RyanF: I would also like to see a filtering option or partial clone, but with support for the include and exclude (-I, -X). We are writing an open source Mavenesque (but much simpler) tool that manages very large products and dependencies involving multiple repositories. It requires a Dependencies.lookup in the root of any repos module but it does not seem possible for us to checkout a single file with hg.
It would be fine for our needs if an interim solution checked out the subset of files in a read-only mode.
trisk: ConvertExtension appears to already provide the ability to perform partial clones by generating a new full repository, as described under "Converting from Mercurial".
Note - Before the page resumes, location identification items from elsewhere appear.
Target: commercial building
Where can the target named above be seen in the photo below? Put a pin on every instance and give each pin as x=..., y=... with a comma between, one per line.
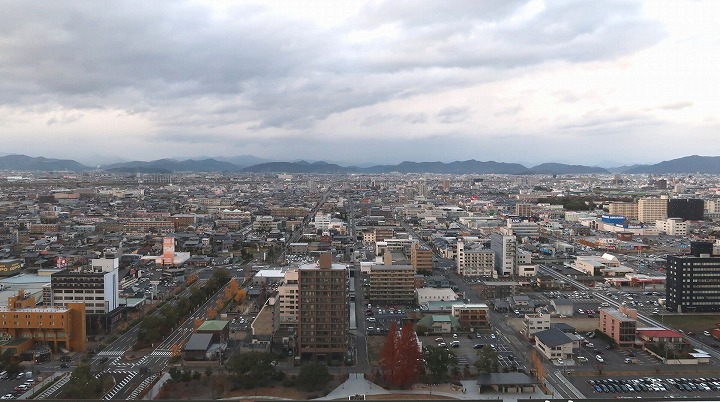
x=23, y=325
x=627, y=209
x=693, y=280
x=474, y=316
x=652, y=209
x=672, y=226
x=392, y=283
x=686, y=209
x=323, y=314
x=96, y=288
x=421, y=258
x=474, y=261
x=619, y=325
x=504, y=246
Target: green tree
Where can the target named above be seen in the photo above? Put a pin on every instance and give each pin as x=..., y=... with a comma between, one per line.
x=438, y=360
x=313, y=376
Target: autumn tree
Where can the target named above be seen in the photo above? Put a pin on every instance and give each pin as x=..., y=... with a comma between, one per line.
x=410, y=363
x=388, y=357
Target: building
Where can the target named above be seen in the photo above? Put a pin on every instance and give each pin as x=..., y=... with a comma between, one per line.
x=421, y=258
x=619, y=325
x=554, y=344
x=672, y=226
x=504, y=246
x=392, y=283
x=627, y=209
x=652, y=209
x=692, y=280
x=61, y=329
x=98, y=288
x=686, y=209
x=474, y=261
x=534, y=323
x=425, y=295
x=323, y=312
x=472, y=316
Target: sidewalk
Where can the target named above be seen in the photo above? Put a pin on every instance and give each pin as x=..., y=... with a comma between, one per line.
x=356, y=384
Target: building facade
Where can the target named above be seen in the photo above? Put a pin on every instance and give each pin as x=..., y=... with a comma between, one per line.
x=323, y=315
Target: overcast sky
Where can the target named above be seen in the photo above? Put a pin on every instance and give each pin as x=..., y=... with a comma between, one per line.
x=586, y=82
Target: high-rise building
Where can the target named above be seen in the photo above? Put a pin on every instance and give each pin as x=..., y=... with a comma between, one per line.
x=652, y=209
x=504, y=247
x=323, y=312
x=421, y=258
x=693, y=280
x=686, y=209
x=627, y=209
x=475, y=261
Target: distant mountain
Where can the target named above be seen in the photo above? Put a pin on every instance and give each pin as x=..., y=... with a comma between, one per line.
x=171, y=165
x=559, y=168
x=298, y=167
x=688, y=164
x=40, y=164
x=243, y=160
x=460, y=167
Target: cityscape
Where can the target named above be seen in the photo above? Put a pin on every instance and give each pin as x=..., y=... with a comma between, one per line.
x=360, y=200
x=304, y=286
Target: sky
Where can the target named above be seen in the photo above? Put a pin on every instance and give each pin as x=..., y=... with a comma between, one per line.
x=605, y=83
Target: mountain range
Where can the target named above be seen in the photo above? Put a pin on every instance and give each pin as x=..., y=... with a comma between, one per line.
x=249, y=164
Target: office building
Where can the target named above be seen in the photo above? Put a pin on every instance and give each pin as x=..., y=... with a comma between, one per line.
x=619, y=325
x=504, y=246
x=686, y=209
x=652, y=209
x=627, y=209
x=693, y=280
x=323, y=312
x=474, y=261
x=392, y=283
x=97, y=288
x=421, y=258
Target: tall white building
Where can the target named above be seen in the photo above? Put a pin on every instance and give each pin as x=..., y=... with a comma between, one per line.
x=504, y=246
x=474, y=261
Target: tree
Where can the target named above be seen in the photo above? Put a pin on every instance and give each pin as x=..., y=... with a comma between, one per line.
x=313, y=376
x=388, y=356
x=438, y=360
x=409, y=357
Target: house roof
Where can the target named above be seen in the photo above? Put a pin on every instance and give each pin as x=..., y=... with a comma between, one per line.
x=213, y=325
x=553, y=337
x=199, y=342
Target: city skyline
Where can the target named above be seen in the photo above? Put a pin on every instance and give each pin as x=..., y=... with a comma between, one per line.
x=361, y=82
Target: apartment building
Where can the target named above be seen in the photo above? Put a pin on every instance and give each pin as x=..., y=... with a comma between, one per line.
x=323, y=315
x=504, y=247
x=533, y=323
x=672, y=226
x=619, y=325
x=692, y=280
x=421, y=258
x=392, y=283
x=627, y=209
x=652, y=209
x=474, y=261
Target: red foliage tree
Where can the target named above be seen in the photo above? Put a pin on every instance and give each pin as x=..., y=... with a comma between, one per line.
x=388, y=356
x=409, y=356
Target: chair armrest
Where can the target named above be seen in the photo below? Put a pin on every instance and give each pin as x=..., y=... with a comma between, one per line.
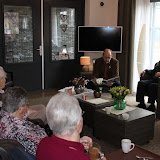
x=146, y=77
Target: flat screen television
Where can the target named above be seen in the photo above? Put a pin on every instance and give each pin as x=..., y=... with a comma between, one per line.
x=97, y=39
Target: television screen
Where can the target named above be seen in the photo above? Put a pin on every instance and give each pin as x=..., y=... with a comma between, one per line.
x=97, y=39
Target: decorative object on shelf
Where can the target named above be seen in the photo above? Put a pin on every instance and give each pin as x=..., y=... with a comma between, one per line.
x=79, y=89
x=63, y=20
x=119, y=93
x=63, y=16
x=64, y=54
x=99, y=82
x=63, y=27
x=79, y=84
x=85, y=61
x=97, y=93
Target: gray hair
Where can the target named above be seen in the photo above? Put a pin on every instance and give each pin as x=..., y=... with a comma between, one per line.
x=13, y=98
x=63, y=113
x=2, y=73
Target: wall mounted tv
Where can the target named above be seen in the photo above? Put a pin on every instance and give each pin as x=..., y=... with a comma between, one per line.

- You can use this, today, without waiting for additional subdir support to arrive
- For the same reason, it probably doesn't handle merging
jasonrohrer: Unfortunately, ConvertExtension doesn't really create a clone, since it doesn't remember where the repository came from. So after the convert, you cannot pull or push back to the source of the clone. Great for creating new subdir repositories that will operate in isolation from the source, but not for creating subdirs that actually work with the other, full repositories. Thus, I'd say:
- You CANNOT use this, today, without waiting for additional subdir support to arrive
(Though I might be missing something!)
sairon: We're coming from svn ( as would seem a lot of others ) where there's for example mod_dav_svn for controlling repository access levels. Consider the following setup:
- Artists: Creates artwork in different forms for projects, source data stored in data/art .
- Sound designers: Ditto but for sound / music, stored in data/sound .
- Coders: src/ .
- etc etc
Under bin/ we have folders for all projects where the build process creates the latest build.
Under this scheme you want to control access both on a role basis as well as a project basis. When a new actor enters the fray he gets an account and is added to relevant group, when he's assigned to a new project we just assign him access rights after which he does a root update that updates his directory structure. This has a number of advantages which seems to be very hard to achieve with mercurial:
- Updates / commits, everything is faster because we don't need to consider the entire repository. Faster in every regard, bandwidth usage, computationally, disc access etc.
- We know for a fact that person X cannot fuck up stuff in directory branch Y, because he simply does not have access.
- If someones computer is compromised, the damage is limited.
Using pattern matching with groups, as in mod_dav_svn, makes setting up such a system easy. As access needs to be controlled in more dimensions it's to just add a new pattern. As this extension is already trying to fix the root problem in mercurial for this type of setup it would seem the only thing that would be needed in addition is for it to work with the ACL extension.